Trudy was Jared's lawyer. She was the one he talked to when a legal question arose for himself or for a client he needed to help. But at the beginning she herself was one of his clients, and she remained a client until he retired from the Agency.

They were both around twenty-five when she called the Agency to hire a representative. She did this because she believed she would never find a lover in the ordinary way. She was not convinced that even a man hired for the night would be willing to stay with her. Just to be sure he would at least show up, she would not send a holo of herself, or allow the viewing function on the phone where someone could snap an image.

And yet she had the most beautiful face, he thought from the first, clear perfect complexion, sensuous red full lips. And she had the loveliest eyes he had ever seen, incredible eyes, deep pools of liquid brown-gold, framed with long dark lashes. He had seen all sorts of cosmetic, pharmaceutical, even surgical lash enhancements; he would have bet serious credits on these lashes being genuine.
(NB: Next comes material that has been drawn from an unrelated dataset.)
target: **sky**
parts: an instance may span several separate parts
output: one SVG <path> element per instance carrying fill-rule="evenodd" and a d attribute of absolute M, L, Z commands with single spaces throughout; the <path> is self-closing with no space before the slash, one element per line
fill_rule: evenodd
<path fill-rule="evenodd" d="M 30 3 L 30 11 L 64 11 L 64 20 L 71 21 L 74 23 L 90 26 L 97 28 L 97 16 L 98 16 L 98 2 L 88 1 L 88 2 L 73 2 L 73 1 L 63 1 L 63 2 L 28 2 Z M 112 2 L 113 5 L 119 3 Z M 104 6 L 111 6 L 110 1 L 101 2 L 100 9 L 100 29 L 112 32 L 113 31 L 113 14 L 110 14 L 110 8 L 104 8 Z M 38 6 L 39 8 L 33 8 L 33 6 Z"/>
She came up about to his shoulder, and she weighed perhaps twice as much as he did. To put it bluntly, she was huge.

And yet she was attractive, and, her mind available to him, he saw what her weight disguised. She was probably the most sensuous woman he had ever met; there was nowhere he could touch where she did not respond, nothing he could do that did not excite her. And this in turn excited him, as it flattered him, although he knew it wasn't his skill; it was the way she was made.

She had no experience. She did not have the confidence to seek a relationship. "I don't know what I'm supposed to do now," she said that first evening.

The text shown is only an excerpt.